Faith was overexcited at the thought of having access to the kind of money and resources that Emmett was offering. She’d never had any of it before, and she’d never thought to want it. She could hardly imagine what it would be like. Back at Bloomer, they’d had to fight with Cormer Publishing to pay writers even a small amount, or to get two-ply toilet paper in the restroom.
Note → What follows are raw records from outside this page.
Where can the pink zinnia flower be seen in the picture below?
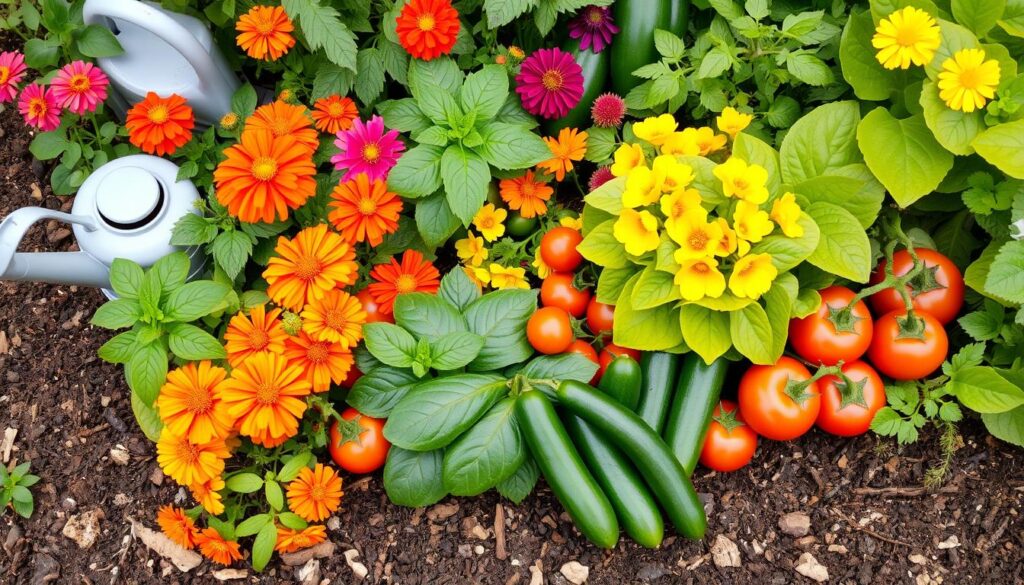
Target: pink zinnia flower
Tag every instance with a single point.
(39, 108)
(80, 87)
(11, 72)
(550, 83)
(367, 148)
(594, 27)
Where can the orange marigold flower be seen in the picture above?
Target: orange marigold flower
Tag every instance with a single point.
(261, 332)
(283, 119)
(392, 279)
(160, 125)
(526, 195)
(427, 29)
(267, 394)
(364, 210)
(338, 317)
(189, 403)
(214, 547)
(324, 362)
(308, 265)
(265, 33)
(177, 527)
(570, 145)
(264, 176)
(188, 462)
(291, 540)
(315, 494)
(334, 114)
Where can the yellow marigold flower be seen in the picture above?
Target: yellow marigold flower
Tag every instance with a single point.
(638, 231)
(907, 36)
(753, 276)
(785, 212)
(628, 157)
(471, 249)
(732, 122)
(699, 278)
(655, 130)
(742, 180)
(489, 221)
(968, 81)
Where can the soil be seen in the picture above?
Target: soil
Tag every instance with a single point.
(870, 521)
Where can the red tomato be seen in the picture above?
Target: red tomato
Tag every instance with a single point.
(558, 290)
(768, 404)
(361, 454)
(558, 249)
(907, 358)
(852, 419)
(549, 330)
(943, 303)
(816, 339)
(729, 443)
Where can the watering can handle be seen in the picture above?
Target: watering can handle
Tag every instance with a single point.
(158, 23)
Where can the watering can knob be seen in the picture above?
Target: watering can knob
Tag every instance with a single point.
(129, 198)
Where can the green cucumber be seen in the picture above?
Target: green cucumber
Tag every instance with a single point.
(696, 395)
(569, 479)
(659, 370)
(645, 449)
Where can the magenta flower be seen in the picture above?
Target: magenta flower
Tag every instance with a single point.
(367, 148)
(39, 108)
(550, 83)
(11, 72)
(80, 87)
(594, 27)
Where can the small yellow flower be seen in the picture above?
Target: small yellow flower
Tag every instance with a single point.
(785, 212)
(753, 276)
(655, 130)
(489, 221)
(699, 278)
(628, 157)
(967, 80)
(732, 122)
(907, 36)
(471, 250)
(638, 231)
(742, 180)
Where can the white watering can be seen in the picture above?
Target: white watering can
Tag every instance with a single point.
(126, 209)
(164, 52)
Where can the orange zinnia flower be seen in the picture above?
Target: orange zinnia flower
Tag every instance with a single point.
(337, 317)
(364, 210)
(526, 195)
(315, 494)
(160, 125)
(308, 265)
(413, 275)
(265, 175)
(291, 540)
(324, 362)
(177, 527)
(265, 31)
(216, 548)
(570, 145)
(266, 393)
(261, 332)
(283, 119)
(427, 29)
(189, 403)
(334, 114)
(188, 462)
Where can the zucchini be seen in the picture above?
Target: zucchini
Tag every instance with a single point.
(641, 445)
(696, 394)
(572, 484)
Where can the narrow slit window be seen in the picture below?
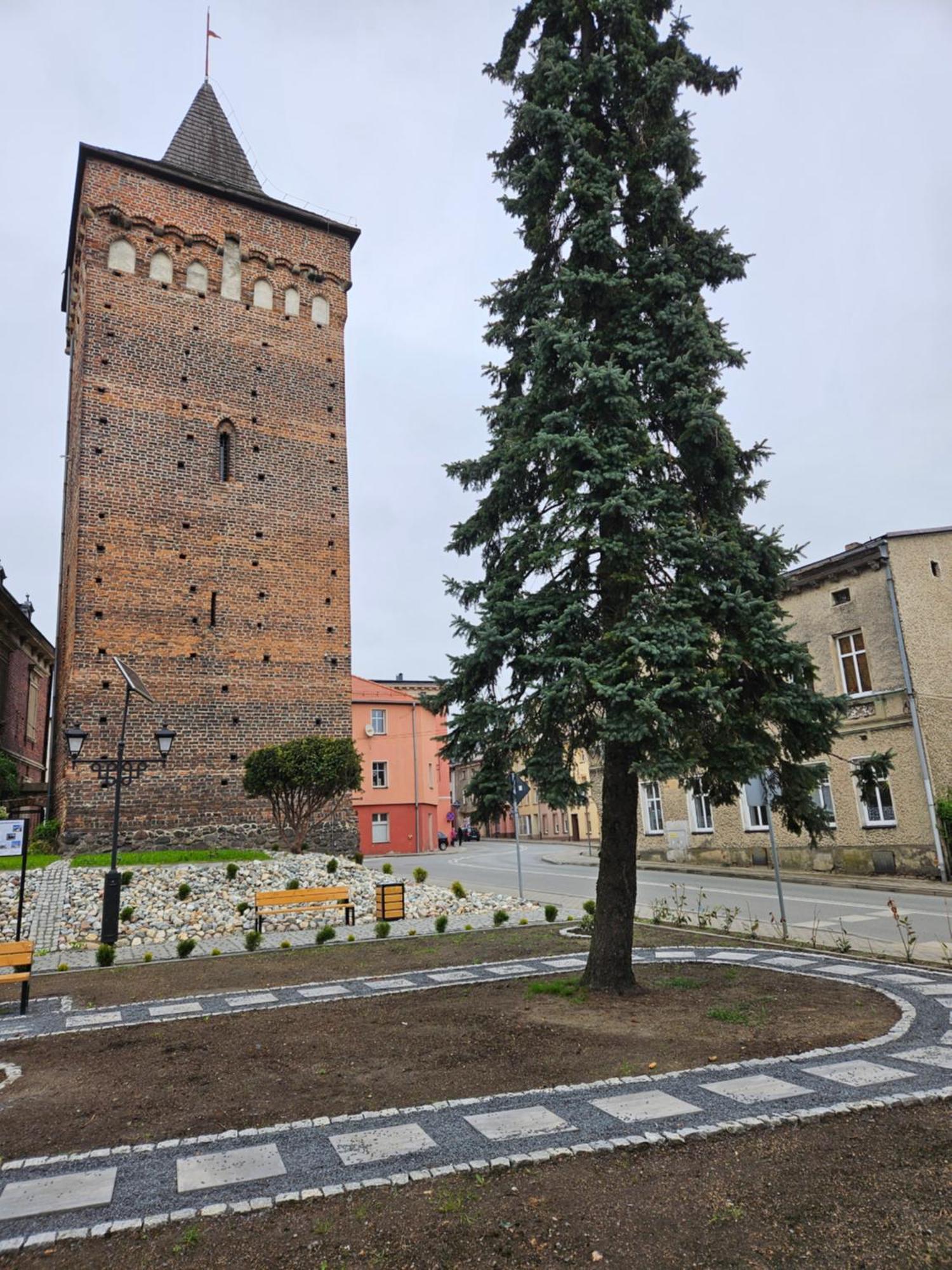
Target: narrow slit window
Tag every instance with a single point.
(224, 457)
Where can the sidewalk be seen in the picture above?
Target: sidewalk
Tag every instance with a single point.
(571, 855)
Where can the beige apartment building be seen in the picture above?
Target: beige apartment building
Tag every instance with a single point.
(878, 619)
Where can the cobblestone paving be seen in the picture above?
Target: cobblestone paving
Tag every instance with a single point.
(246, 1169)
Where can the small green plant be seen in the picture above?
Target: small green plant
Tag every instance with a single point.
(842, 942)
(906, 930)
(729, 1015)
(569, 989)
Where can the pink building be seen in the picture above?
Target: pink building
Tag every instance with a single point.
(406, 796)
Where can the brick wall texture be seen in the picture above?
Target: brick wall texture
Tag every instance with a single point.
(153, 534)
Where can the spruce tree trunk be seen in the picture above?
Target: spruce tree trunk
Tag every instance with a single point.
(610, 956)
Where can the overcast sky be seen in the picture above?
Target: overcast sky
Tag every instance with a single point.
(832, 164)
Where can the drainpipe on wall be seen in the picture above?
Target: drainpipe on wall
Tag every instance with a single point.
(417, 782)
(915, 713)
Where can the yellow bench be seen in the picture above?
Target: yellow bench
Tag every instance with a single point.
(20, 956)
(303, 900)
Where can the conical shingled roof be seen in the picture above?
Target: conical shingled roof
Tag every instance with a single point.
(206, 147)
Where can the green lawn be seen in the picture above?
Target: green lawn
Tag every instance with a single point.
(35, 860)
(101, 860)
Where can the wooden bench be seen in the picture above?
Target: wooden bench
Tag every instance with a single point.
(303, 900)
(20, 956)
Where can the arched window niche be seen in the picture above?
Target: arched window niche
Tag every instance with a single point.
(122, 256)
(161, 267)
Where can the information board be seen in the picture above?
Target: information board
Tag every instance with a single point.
(12, 835)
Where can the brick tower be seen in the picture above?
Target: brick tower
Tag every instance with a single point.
(206, 511)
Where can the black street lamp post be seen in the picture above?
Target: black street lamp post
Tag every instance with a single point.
(117, 773)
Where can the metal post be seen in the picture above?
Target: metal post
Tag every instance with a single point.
(519, 857)
(112, 886)
(776, 859)
(23, 881)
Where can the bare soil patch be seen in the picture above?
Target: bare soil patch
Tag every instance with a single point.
(835, 1196)
(200, 1076)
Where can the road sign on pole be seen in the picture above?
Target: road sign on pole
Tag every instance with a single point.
(520, 791)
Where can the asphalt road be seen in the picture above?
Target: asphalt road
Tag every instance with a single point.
(836, 912)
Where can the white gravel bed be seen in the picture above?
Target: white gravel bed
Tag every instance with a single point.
(211, 907)
(10, 892)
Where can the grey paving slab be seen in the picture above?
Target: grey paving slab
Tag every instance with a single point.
(373, 1146)
(59, 1193)
(521, 1123)
(859, 1073)
(216, 1169)
(648, 1106)
(756, 1089)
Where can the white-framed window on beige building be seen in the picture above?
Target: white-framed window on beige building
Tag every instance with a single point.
(753, 806)
(652, 807)
(823, 797)
(700, 812)
(876, 807)
(855, 667)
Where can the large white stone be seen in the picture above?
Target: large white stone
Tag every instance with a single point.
(859, 1073)
(58, 1194)
(648, 1106)
(519, 1123)
(373, 1145)
(229, 1168)
(756, 1089)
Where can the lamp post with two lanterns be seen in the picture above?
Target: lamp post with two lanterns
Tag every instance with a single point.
(117, 773)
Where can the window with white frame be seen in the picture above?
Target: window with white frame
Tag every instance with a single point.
(855, 667)
(700, 808)
(876, 805)
(654, 816)
(753, 805)
(823, 797)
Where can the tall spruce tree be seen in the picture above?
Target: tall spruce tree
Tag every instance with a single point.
(625, 603)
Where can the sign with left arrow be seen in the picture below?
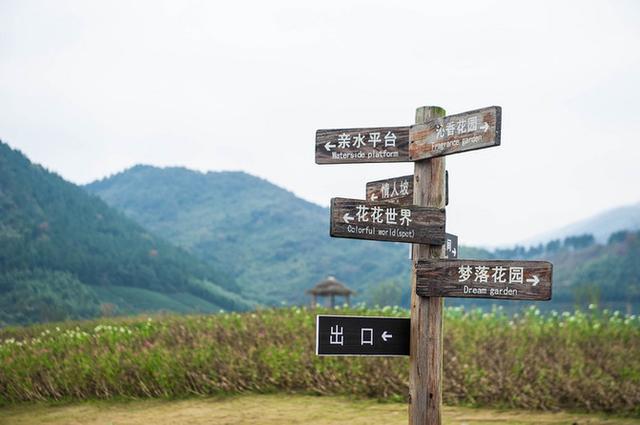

She wondered if, in accepting the offer, she would be selling out. Shirley Pepper was long dead from coronary artery disease; she couldn’t ask her. Bonnie Dempster, ever since Bloomer folded, had been making a very unpredictable living working for a small, all-women home-decluttering company called, embarrassingly, Stuffragettes. After the meeting in Emmett’s office—she told him she’d have to think about it—Faith called her to get her opinion, and it was Bonnie who said to Faith, “Well, you do tend to be a little gullible, Faith. It’s great that you’re not cynical, but I would be careful. Also, is this something you’d actually love to do? I mean, is it good enough?”
Faith called Emmett the next morning and said, “You know, I’m not sure we’d really be making a difference. It would be a kind of high-end lecture bureau, and that is not something I’ve had experience with. Or wanted to.” He was quiet. “How would we connect with women?” she asked. “How would we change people’s lives?”